Many women have prodromal symptoms; that is symptoms up to a month or more prior to having an MI. These "warning" symptoms include:
- Unusual fatigue in as many as 70 percent.
- Sleep disturbance in 50 percent.
- Shortness of breath in more than 40 percent.
- A feeling of "indigestion" in 40 percent.
- Anxiety in more than 35 percent.
During an acute MI, many women have "atypical" symptoms such as:
- A hot/burning sensation, even tender to the touch, in their back, shoulders, arms or lower jaw (note these are above the waist and do not include the legs).
- Shortness of breath.
- Acute overwhelming fatigue.
- Severe nausea, sometimes with vomiting.
- An indigestion feeling.
- Dizziness, sometimes even fainting.
- Weakness in the arms.
- A sudden feeling of anxiety, panic or impending doom.
- Sometimes chest pain and other "typical" symptoms
Menopause is defined as a cessation of menses for 12 months, beginning with irregular menses even before the periods stop. Symptoms can begin prior to menopause, and for some women can last years afterward.
- Hot flashes in more than 75 percent, typically starting in the face and chest and then becoming generalized, usually lasting 2 to 5 minutes. These symptoms may be accompanied by palpitations (a feeling of heart racing), sweating and anxiety, and are more common at night.
- Sleep disturbances, usually due to episodes of hot flashes.
- Fatigue, depression, vaginal dryness and others.
Comparison of these is interesting. Prodromal heart disease symptoms of fatigue, sleep disturbance and anxiety overlap menopause symptoms. The MI symptoms of fatigue, anxiety, sweating and a "hot/burning" sensation are similar to menopausal symptoms.
With this huge overlap, how can a woman differentiate what is happening to her? The clues come from what her usual menopausal symptoms are and their details. For example, hot flashes that start all over the face and become generalized may be able to be differentiated from MI symptoms that usually affect only the lower jaw and not the legs.
Sleep disturbances from menopause are usually due to episodes of hot flashes. The fatigue from menopause is usually more chronic. The average age of menopause (approximately 51) is much younger than for heart disease in women (approximately 70). Finally, heart disease is more common in women with risk factors for it, especially at younger ages.
Note the use of "usually" and "may" in the preceding paragraph. Since heart disease is the No. 1 cause of death of women and "atypical" symptoms are common, a high index of suspicion is important.
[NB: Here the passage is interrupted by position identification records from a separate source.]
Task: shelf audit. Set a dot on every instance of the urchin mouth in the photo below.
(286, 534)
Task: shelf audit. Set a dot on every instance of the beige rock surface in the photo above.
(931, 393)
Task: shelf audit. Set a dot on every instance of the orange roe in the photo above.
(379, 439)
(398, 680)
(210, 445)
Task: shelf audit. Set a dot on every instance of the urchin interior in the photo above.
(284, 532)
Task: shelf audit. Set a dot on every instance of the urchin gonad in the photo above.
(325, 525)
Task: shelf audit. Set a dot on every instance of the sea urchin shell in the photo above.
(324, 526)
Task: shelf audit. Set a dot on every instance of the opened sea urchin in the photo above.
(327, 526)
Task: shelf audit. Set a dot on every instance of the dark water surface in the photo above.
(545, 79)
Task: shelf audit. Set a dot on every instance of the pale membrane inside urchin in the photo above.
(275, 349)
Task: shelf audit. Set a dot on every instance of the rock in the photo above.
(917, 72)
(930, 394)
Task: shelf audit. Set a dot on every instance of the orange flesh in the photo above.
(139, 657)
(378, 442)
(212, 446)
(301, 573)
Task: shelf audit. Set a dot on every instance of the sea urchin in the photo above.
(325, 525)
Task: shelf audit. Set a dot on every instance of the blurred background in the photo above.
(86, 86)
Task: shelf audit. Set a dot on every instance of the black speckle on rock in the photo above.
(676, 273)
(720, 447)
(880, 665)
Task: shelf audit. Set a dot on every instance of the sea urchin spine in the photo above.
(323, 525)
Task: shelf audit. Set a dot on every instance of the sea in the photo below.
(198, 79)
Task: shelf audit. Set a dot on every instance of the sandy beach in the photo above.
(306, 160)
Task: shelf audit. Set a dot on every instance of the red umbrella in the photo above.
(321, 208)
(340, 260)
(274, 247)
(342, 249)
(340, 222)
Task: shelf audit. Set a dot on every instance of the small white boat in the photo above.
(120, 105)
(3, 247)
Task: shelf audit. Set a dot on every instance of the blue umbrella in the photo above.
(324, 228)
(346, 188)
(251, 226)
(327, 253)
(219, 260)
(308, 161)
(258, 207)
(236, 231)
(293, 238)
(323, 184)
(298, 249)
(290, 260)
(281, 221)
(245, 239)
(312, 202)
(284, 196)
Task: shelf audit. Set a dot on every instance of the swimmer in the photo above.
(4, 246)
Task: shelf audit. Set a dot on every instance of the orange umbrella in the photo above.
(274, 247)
Symptoms of menopause or prodromal heart disease - or other concerning symptoms - should be discussed with your health-care provider. For some women, especially those with risk factors of early heart disease, tests to stratify these risks - such as a stress test - may be indicated.
If you have symptoms that may be indicative of an acute MI you should call 911 and go directly to the emergency room. If your symptoms are due to a heart attack, early treatment is key to minimize permanent heart damage and to improve outcome.